Question

In nuclear fission, a nucleus of uranium 238, which contains 92 protons, can divide into two smaller spheres, each having 46 protons and a radius of 5.90  10-15 m. Find the acceleration of each nucleus at the instant in which fission occur?

Answer 1

`~~1.77times 10^28 \ "m"\ "s"^-2`

Explanation:

The force on the two charges immediately at the instant of fission is

`1/(4 pi epsilon_0) (Ze)^2/(2r)^2`

where `Z=46` and `2r` is the distance between the two centers (we have made a rather unrealistic assumption that the charges are uniformly distributed over the two spheres)

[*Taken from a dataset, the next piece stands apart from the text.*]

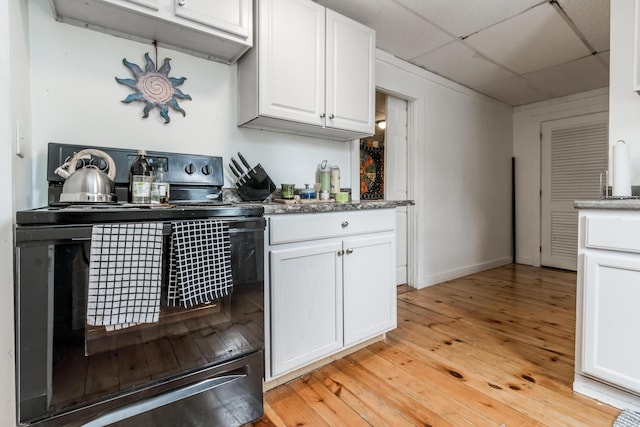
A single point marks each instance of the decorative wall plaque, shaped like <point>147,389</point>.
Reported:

We can estimate the mass of a nucleus to be `1/2` of a Uranium atom `M/2`

So, the acceleration is

`1/(4 pi epsilon_0) (Ze)^2/(2r)^2 div (M/2)= 1/(4 pi epsilon_0) (Ze)^2/(2r^2M)`

Substituting the actual values we get

`(9times 10^9) (46times 1.6times 10^-19)^2/(2 (5.90times 10^-15)^2( 238times 1.66times 10^-27)) \ "m"\ "s"^-2`

This works out to be

`1.77times 10^28 \ "m"\ "s"^-2`

a really gigantic value by macroscopic standards!